Extended Data Fig. 2 North Atlantic habitat shift comparison with AquaMaps.
Regions of high (yellow) and low (blue) habitat suitability in the north Atlantic (NA) generated using the AquaMaps environmental envelope algorithm based on informed parameters from our tracking dataset (n = 1,021, left panel) and independent occurrences from Global Biodiversity Information Framework (GBIF) and Ocean Biodiversity Information System (OBIS) datasets from Food and Agriculture Organization (FAO) major fishing area 31 (n = 312, centre panel) projected into 2050 (decadal average of 2046–2055) under Representative Concentration Pathway (RCP) 5.8. Right panel shows our modelled projections for 2050 (decadal average of 2046–2055) under Shared Socioeconomic Pathway (SSP) 585. All models predict a band of habitats for whale sharks across the central Atlantic basin around equatorial latitudes.
Extended Data Fig. 3 Location and area of predicted changes in habitat suitability.
a, Regions of positive (red), negative (blue) or no change (or agreement, white) identified by both Generalised Additive Model (GAM) and Bayesian Additive Regression Tree (BART) algorithms in the east Pacific (EP), north Atlantic (NA) and east Indian Ocean (EIO) with top panel showing all regions of either positive or negative model agreement, centre panel showing regions of positive or negative agreement >0.1 or <−0.1, respectively, and lower panel showing regions of positive or negative agreement >0.25 or <−0.25, respectively for 2050 ssp585. b, Area (in million km2) of predicted change in habitat importance (>0.1 or <−0.1) identified by both GAM and BART models in the NA, south Atlantic (SA), northwest Indian Ocean (NIO), southwest Indian Ocean (SIO), EIO, west Pacific (WP) and EP coloured by decade and scenario were values on the left of each panel denote total area of change and points denote area of positive (red) and negative (blue) change. Mapped results for other regions are given in the Supplementary Figs. 9–15.
Extended Data Fig. 4 Latitudinal shifts in habitat suitability.
Arrows (left panel) indicate shifts in the geographic mean of the relative 90th habitat suitability quantile (core habitat), with the grey mapped points indicating the current geographic mean, and the arrowheads the future geographic mean coloured by decade and scenario. Lines indicate the maximum and minimum latitudes where core habitat was projected, with the grey line indicating the current geographic limits and the future geographic limits coloured by decade and scenario. The lollipop plots (right panel) indicate the corresponding northerly (right upper panel) and southerly (right bottom panel) core habitat limit shifts (distance, km) within each region. Thresholds for core habitat are the relative percentile, calculated from the habitat suitability within each projection subset.
Extended Data Fig. 5 Changing habitats in national waters.

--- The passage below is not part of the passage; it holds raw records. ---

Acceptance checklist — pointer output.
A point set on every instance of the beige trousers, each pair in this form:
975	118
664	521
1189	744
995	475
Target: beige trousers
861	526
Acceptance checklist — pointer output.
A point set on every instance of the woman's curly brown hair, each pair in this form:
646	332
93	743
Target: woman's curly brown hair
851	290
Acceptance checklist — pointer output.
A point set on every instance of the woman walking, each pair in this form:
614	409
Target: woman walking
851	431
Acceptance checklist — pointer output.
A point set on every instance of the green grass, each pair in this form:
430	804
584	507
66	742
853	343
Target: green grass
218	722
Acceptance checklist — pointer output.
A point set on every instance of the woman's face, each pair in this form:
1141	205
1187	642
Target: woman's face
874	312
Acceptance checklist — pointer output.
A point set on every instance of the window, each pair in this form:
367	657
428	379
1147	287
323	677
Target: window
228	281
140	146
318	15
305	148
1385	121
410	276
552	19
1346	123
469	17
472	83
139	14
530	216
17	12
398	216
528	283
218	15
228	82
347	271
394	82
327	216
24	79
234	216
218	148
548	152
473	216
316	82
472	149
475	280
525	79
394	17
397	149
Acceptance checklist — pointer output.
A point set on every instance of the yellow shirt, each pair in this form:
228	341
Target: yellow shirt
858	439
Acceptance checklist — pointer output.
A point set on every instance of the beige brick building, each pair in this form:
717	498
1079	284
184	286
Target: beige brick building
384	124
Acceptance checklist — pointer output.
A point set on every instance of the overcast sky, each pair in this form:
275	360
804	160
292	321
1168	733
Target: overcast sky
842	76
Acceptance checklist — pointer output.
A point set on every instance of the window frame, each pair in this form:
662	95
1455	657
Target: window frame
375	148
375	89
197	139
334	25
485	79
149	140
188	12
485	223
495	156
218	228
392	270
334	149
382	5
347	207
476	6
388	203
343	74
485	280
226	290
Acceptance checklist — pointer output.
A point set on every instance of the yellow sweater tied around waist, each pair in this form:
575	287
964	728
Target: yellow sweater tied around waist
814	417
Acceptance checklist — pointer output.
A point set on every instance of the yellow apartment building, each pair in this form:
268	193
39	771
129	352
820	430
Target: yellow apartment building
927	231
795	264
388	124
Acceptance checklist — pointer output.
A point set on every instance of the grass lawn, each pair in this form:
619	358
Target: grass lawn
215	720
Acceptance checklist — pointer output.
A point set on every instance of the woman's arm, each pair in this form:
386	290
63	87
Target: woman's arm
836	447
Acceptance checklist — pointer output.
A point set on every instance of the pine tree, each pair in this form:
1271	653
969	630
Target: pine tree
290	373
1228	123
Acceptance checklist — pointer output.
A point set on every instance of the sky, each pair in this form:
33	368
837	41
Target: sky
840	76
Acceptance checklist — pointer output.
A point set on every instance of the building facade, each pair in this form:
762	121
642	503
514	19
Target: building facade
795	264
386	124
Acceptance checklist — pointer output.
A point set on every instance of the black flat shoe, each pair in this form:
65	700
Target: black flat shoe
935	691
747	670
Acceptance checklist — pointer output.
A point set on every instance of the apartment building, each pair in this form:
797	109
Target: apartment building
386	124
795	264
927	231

a, Percentage of Exclusive economic zones (EEZs, n = 200) summarised by continent where positive or negative changes in habitat suitability are projected for the low (blue, ssp585) and high (orange, ssp126) climate mitigation scenarios. b, EEZs ordered by the mean habitat suitability showing reshuffling from the baseline (2005–2019) under high mitigation/ sustainable development (ssp126, left to centre panel) and low mitigation/ high emissions (ssp585, centre to right panel) scenarios in 2086–2095. Individual EEZ trajectories are shown with Asia (orange) and Europe (blue) highlighted, demonstrating reshuffling under climate change with examples on the right (for example, where the Portuguese waters increase in relative habitat suitability scores, Papua New Guinean waters decrease).
Extended Data Fig. 6 Global known whale shark distribution.
The current global extant distribution of whale sharks as defined by the International Union for Conservation of Nature (IUCN) (grey) with expanded range (orange) mapped to identify current predicted and future projected regions where the species is likely to occur based on our models.
Extended Data Fig. 7 Change in ship co-occurrence index within national waters.
Exclusive economic zone (EEZ) marine regions coloured by degree of change in shipping co-occurrence index (SCI) from the 2005–2019 baseline years. Red reflects an increase in SCI and blue a decrease. Scenarios ssp126 and ssp585 are shown for the 2046–2055 (rows 1 and 2) and 2086–2095 (rows 3 and 4) decadal averages.
Extended Data Fig. 8 Ship co-occurrence index within national waters.
Exclusive economic zone (EEZ) marine regions coloured by shipping co-occurrence index (SCI, relative units where yellow is high and black is low) in the 2005–2019 baseline years (top panel) and 2086–2095 decadal average for ssp585 (bottom panel).
Extended Data Fig. 9 Model controls and performance.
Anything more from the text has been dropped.